Through his new spiritual director, Stacey was introduced to the life of a Jesuit, the application process, and the trajectory it would set. He also learned about Ignatian spirituality (St. Ignatius Loyola, founder of the Jesuits), contemplative retreats, and subsequent guidance that ultimately led Stacey to the doors of the novitiate, marking the commencement of his formal journey to the priesthood.
“During our first meeting, he expressed that I could become a Jesuit if I wished,” says Stacey. “This revelation brought me immense joy, as I had never considered the Jesuits as a possible vocation, believing that one needed exceptional intelligence or gifts to join their ranks.”
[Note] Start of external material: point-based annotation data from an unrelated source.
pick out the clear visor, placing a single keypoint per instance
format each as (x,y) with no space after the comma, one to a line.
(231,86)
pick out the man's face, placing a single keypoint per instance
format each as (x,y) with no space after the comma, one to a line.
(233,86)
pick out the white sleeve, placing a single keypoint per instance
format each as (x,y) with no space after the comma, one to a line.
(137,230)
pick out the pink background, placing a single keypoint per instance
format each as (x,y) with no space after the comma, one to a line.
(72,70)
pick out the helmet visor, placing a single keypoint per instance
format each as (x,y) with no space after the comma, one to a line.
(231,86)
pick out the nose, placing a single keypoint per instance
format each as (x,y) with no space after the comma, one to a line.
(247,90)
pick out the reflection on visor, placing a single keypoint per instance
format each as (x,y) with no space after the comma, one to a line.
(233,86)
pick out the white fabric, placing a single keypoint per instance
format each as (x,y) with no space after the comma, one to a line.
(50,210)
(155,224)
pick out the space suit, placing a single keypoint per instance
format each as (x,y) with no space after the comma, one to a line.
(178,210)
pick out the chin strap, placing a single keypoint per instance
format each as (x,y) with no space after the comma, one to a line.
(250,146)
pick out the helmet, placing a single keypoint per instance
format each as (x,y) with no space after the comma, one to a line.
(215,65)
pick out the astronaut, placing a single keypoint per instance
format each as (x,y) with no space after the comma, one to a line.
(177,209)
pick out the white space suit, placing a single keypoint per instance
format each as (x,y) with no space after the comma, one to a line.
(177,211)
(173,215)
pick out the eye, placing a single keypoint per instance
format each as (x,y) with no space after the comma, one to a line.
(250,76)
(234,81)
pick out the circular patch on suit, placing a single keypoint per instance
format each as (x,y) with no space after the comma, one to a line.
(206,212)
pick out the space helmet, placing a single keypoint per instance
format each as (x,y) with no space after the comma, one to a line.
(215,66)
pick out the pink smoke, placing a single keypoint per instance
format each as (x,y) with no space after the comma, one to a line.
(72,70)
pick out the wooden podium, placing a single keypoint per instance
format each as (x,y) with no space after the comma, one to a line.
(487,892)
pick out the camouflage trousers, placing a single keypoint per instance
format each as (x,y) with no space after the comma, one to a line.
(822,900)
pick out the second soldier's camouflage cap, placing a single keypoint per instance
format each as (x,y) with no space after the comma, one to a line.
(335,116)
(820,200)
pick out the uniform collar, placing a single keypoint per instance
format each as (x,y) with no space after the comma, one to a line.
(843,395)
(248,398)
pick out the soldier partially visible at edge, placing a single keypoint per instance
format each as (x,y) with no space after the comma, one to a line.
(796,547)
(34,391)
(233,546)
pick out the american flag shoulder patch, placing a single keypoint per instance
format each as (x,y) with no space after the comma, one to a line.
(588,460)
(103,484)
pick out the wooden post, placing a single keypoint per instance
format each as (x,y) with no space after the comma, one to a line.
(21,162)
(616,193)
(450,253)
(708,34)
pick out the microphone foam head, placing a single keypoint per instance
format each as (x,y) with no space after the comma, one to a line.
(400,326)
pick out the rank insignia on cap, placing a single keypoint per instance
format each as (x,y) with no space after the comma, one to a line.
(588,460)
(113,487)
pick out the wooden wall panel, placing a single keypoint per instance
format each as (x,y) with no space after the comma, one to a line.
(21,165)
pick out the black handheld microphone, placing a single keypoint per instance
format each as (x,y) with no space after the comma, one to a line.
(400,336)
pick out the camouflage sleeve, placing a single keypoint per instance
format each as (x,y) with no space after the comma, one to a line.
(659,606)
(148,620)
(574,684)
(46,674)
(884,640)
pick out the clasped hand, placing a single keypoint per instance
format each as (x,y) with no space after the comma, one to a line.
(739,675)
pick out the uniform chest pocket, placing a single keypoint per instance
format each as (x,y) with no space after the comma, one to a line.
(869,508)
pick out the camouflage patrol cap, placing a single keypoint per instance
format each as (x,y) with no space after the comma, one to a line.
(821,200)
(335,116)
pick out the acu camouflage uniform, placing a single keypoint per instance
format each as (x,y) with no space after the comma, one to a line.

However, a mission trip to Ottawa truly cemented Stacey’s calling to priestly ministry.
“On the mission trip, I led the city’s youth in faith studies, organizing workshops, activities, and weekend gatherings. On a particular day at Mass, the priest offered a prayer for individuals sensing a calling to religious life or priesthood. The prayer resonated with me deeply, as if it were specifically directed at me. I distinctly recall experiencing a profound sense of peace, joy, and a profound feeling of God’s love in response to this invitation. It took three more years before I shared this sentiment with anyone.”
Stacey’s Jesuit formation began with a two-year novitiate, which included a 40-day silent retreat, a 30-day pilgrimage involving resource begging, and a five-month service trip in a third-world country.
Following the novitiate, Stacey took perpetual vows of poverty, chastity, and obedience, followed by three years of studying philosophy at the University of Toronto. This was succeeded by a two-year teaching stint in Winnipeg, Manitoba, focused on mathematics, physical education, and religion, along with time spent coaching the wrestling team during the regency stage.
“The regency stage marks a crucial phase in Jesuit formation, bridging the gap between philosophy and theology. It allows Jesuits to immerse themselves in the world, working and living as Jesuits, to determine if this identity aligns with their calling.”
Following this stage of formation, Stacey participated in a three-year theological study in Paris, France, culminating with his ordination as a deacon in May 2013. A decade later, he returned to Toronto, where he is currently studying psychotherapy at the University of Toronto, Knox College. Following his degree in psychotherapy, Stacey plans to pursue a degree in education and a full-time return to teaching.
As Stacey looks toward his priestly ordination next June in Toronto, he reflects with strong admiration on the SMCS community, expressing gratitude for formative experiences, appreciation for academic rigour and teacher compassion, and feels blessed by the strong bonds forged during those years.
“While the teenage years are often challenging, filled with the difficulties of fitting in and discovering one’s identity, I look back fondly on my experience at SMCS,” says Stacey. “The school’s motto, ‘Teach me Goodness, Discipline, and Knowledge,’ still resonates with me. The religious formation at the school was a fundamental part of its identity.”
“Although I wasn’t actively practicing my faith at that time, the religious backdrop of SMCS, with the presence of Basilian priests and Fr. Fulton’s, CSB invitations to Mass at lunch (which I often declined), created an implicit religious environment that contributed to planting the seeds of my vocation.”